Skip to content

Example 16: Import Database vs Transactional Graph Ingest

View source code

This example compares four graph-ingest strategies against the same generated vertex and edge dataset shape.

Overview

Example 16 is the graph-ingest comparison harness for embedded Python.

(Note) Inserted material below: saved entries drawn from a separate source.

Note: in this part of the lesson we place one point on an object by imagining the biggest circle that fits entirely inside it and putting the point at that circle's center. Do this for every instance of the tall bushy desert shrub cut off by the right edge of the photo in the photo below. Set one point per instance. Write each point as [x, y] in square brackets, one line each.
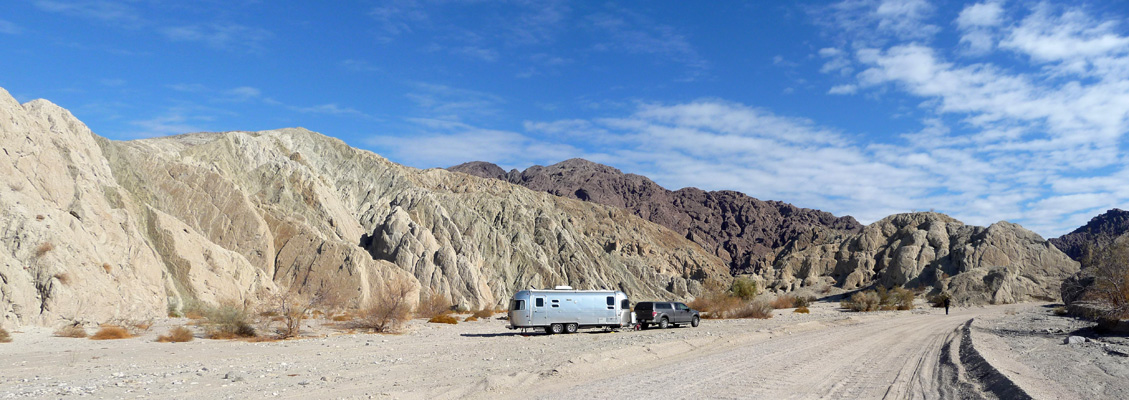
[1110, 271]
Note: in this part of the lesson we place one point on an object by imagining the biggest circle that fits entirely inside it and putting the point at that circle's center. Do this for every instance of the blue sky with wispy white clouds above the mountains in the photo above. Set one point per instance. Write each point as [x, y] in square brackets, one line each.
[987, 111]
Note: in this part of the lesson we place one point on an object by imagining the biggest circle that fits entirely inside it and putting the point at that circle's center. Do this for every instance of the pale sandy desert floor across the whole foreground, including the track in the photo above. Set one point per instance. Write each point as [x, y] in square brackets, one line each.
[827, 354]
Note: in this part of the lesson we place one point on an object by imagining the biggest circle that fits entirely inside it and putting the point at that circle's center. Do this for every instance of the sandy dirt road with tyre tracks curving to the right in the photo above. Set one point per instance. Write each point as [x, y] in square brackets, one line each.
[895, 358]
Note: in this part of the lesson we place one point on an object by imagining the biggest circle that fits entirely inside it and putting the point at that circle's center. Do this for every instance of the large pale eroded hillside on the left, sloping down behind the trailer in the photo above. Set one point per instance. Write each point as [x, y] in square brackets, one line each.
[97, 230]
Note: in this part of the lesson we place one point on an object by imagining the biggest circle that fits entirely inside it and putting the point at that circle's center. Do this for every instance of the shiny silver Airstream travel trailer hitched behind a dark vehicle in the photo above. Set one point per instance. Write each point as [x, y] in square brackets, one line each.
[565, 310]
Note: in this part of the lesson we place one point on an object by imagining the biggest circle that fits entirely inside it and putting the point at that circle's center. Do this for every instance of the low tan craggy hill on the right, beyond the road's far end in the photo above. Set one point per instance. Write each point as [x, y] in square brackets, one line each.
[1001, 264]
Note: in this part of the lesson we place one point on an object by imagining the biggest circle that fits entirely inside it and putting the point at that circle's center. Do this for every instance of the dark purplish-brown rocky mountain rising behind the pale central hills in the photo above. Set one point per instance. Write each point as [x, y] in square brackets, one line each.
[749, 234]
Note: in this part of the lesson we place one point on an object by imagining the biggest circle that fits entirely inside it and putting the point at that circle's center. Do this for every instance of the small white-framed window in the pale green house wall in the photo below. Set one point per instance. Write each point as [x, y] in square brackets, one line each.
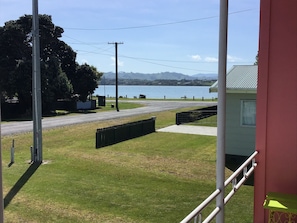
[248, 112]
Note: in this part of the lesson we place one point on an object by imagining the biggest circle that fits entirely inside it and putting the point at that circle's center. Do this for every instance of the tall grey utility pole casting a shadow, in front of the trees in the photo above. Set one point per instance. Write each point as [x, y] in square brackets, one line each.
[36, 85]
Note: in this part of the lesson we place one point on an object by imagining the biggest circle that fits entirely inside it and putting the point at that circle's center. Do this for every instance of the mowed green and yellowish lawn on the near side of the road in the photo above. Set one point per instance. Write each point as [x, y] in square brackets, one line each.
[160, 177]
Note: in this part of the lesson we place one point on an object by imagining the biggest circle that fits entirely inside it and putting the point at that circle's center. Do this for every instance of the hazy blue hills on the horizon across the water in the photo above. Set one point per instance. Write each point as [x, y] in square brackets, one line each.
[159, 76]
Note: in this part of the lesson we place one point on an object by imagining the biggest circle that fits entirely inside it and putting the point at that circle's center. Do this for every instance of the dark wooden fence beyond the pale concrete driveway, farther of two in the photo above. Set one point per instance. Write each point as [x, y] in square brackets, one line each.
[195, 115]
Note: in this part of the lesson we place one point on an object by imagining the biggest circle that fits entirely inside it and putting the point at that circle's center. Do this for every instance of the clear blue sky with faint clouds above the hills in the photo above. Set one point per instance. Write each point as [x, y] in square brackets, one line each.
[157, 35]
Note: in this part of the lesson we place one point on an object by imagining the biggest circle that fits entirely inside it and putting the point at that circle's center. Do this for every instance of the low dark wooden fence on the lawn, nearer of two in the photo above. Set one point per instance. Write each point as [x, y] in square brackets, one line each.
[119, 133]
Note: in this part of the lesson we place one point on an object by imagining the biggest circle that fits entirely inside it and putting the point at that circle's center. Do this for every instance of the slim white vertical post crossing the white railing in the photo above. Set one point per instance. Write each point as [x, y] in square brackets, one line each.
[220, 168]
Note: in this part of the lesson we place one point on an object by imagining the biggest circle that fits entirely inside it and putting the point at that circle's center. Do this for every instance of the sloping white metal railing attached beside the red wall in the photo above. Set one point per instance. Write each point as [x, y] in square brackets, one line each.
[247, 168]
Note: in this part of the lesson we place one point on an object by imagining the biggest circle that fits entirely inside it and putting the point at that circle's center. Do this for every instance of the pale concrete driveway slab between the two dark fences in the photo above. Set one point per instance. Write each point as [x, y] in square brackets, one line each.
[190, 129]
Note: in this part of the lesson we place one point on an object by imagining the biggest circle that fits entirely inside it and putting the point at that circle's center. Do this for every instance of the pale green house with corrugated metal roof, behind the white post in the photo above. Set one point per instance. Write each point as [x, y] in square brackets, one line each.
[241, 89]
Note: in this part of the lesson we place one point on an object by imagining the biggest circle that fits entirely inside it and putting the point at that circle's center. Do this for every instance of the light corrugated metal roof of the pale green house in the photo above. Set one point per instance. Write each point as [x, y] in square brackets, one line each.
[240, 79]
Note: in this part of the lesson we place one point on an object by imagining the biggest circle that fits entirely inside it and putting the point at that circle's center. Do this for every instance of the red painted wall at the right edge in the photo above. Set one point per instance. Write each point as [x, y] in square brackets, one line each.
[276, 129]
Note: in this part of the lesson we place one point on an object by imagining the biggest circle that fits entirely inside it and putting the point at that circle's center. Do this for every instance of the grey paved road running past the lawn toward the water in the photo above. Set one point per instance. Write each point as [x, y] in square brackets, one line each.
[150, 107]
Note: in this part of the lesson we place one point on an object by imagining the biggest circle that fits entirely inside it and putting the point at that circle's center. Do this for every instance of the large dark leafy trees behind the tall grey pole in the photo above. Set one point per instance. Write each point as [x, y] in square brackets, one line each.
[61, 76]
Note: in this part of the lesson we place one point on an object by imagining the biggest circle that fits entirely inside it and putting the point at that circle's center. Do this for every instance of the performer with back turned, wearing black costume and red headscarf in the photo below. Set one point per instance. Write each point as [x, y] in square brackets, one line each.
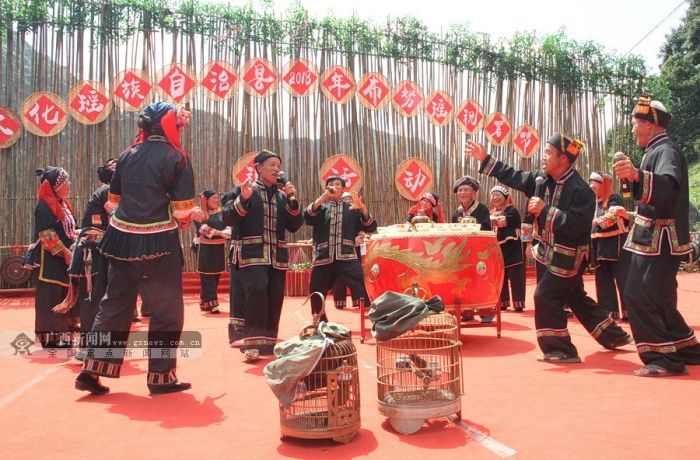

  • Generates synthetic graph CSV data for vertices and edges
  • Runs four ingest modes:
    • transactional SQL vertex and edge creation
    • embedded GraphBatch
    • async SQL vertex and edge creation
    • SQL IMPORT DATABASE
  • Checks final vertex and edge count parity before trusting the timing result

Current Repository Guidance

  • This example exists because ingest winners are workload-dependent
  • Current results for the 5M/5M benchmark shape show that IMPORT DATABASE with --parallel 4 is the fastest option in this repository
  • GraphBatch remains competitive and is the strongest non-import path in the current snapshot
  • Async SQL is still useful as a baseline comparison, but it is not the recommended bulk graph ingest path here
  • SQL IMPORT DATABASE is now a preferred bulk graph load path for this benchmark shape when parallel import is enabled

Recent Benchmark Snapshot

For this shape:

  • vertices=5,000,000
  • edges=5,000,000
  • vertex-int-props=10
  • vertex-str-props=10
  • edge-int-props=10
  • edge-str-props=10
  • string-size=64
  • batch-size=10,000
  • heap-size=8g

Measured times:

  • Transactional (1 thread): 575.078s
  • Async SQL (--async-parallel 1): 701.080s
  • GraphBatch (--parallel 1): 507.983s
  • GraphBatch (--parallel 4): 359.672s
  • IMPORT DATABASE (--parallel 1): 453.481s
  • IMPORT DATABASE (--parallel 4): 275.325s

All four methods produced the same final graph output for this benchmark shape.

Run

From bindings/python/examples:

python 16_import_database_vs_transactional_graph_ingest.py \
  --vertices 100000 \
  --edges 300000 \
  --vertex-int-props 6 \
  --vertex-str-props 4 \
  --edge-int-props 2 \
  --edge-str-props 1 \
  --string-size 64 \
  --batch-size 10000 \
  --async-parallel 1 \
  --parallel 1 \
  --heap-size 4g

Key Options

  • --vertices: number of generated vertices
  • --edges: number of generated edges
  • --vertex-int-props / --vertex-str-props: vertex property counts
  • --edge-int-props / --edge-str-props: edge property counts
  • --string-size: generated string payload size
  • --batch-size: ingest batch size
  • --async-parallel: async SQL worker count
  • --parallel: SQL import worker count and GraphBatch parallel-flush toggle
  • --heap-size: JVM heap size

Parity Semantics

Timing comparisons only matter if all four modes produce matching final vertex and edge counts.